We are a bioinformatics lab developing computation technology to model how cell identity is established during differentiation. We develop bioinformatics methods to understand genetic, epigenetic, and molecular signaling mechanisms in cell identity regulation. Different cell types in a healthy body share the same genetic sequence. Difference in identity of these cell types is determined by epigenetic regulation of gene expression, which represents an consequence of the interaction between the genetic factors and signaling molecules in the cell. Genetic mutations and abnormal signals can lead to epigenetic alteration and cause cell identity dysregulation in diseases.

Major research approach in the lab:

Research in the lab is centered around one fundamental insight into basic biology: the regulation of cell identity genes exhibits a higher degree of complexity compared to many other genes, such as housekeeping genes. Our interest in this phenomenon starts from computational modeling showing that the H3K4me3 modification breadth on chromatin follows a bimodal distribution (Nature Genetics, 2015). Specifically, cell identity genes within a cell tend to exhibit a broad H3K4me3 pattern, spanning both the promoter and gene body regions. For instance, the CD4 locus displays a broad H3K4me3 pattern in CD4+ T cells. Conversely, the majority (~95%) of expressed genes, including housekeeping genes, exhibit a sharp H3K4me3 pattern solely at the promoter. This observation echoes several findings from other laboratories, such as the Brunet lab’s work on H3K4me3 breadth (Cell, 2014) and the Young Lab’s research on super-enhancers (Cell, 2013). Furthermore, our research has revealed that cell identity genes tend to be regulated by a subset of super-enhancers marked by CTCF binding (published in GPB, 2021) and exhibit low RNA stability due to co-transcriptional RNA m6A modification (Nucleic Acids Research, 2023). These findings collectively demonstrate that cell identity genes experience a more rapid turnover in expression, encompassing both frequent transcription and mRNA decay, compared to other genes expressed at a similar level. Motivated by these findings, we developed CEFCIG, an artificial intelligence technology designed to identify cell identity genes based on the intricate nature of their expression regulation (Nature Communications, 2020). As a proof of concept, our application of this novel technology to endothelial cells has unveiled MECOM as a regulator of endothelial cell lineage (Nature Communications, 2020; Nature Communications, 2023). This research direction holds significant implications for a wide array of research communities, addressing critical challenges of cell identity conversion technologies and overcome a crucial obstacles hindering the advancement of cell therapy.

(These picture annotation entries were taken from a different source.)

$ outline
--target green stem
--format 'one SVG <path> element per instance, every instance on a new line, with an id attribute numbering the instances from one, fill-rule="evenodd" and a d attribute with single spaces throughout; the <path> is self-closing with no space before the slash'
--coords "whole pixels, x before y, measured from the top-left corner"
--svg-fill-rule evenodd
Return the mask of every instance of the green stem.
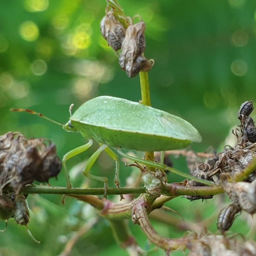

Our research findings offer a compelling rationale for targeting the intricate regulatory complexity governing cell identity genes in diseases linked to cell identity dysregulation. The heightened complexity of expression regulation at cell identity genes makes them particularly sensitive to manipulation of the associated molecular pathways. For instance, in our experiments, the knockout of the H3K4me3 methyltransferase MLL4 demonstrated that genes marked with broad H3K4me3 profiles were more susceptible compared to those with sharp H3K4me3 profiles. This vulnerability led to tumorigenesis and loss of normal cell identity (Molecular Cell, 2018). Additionally, the lower RNA stability observed for cell identity genes, attributed to their greater enrichment of co-transcriptional RNA m6A modification catalyzed by METTL3, revealed that knockdown of METTL3 had a more pronounced impact on RNA stability of cell identity genes compared to other genes (Nucleic Acids Research, 2023). Given that MLL4 and METTL3 may also influence many other expressed genes, there was a theoretical concern about potentially broad side effects when targeting these enzymes. However, our research suggests that a moderate dosage of MLL4 and METTL3 targeting may preferentially affect cell identity genes while exerting negligible effects on other genes. These findings provide a compelling justification for considering the therapeutic targeting of mechanisms govering the regulation complexity of cell identity genes in diseases associated with cell identity dysregulation.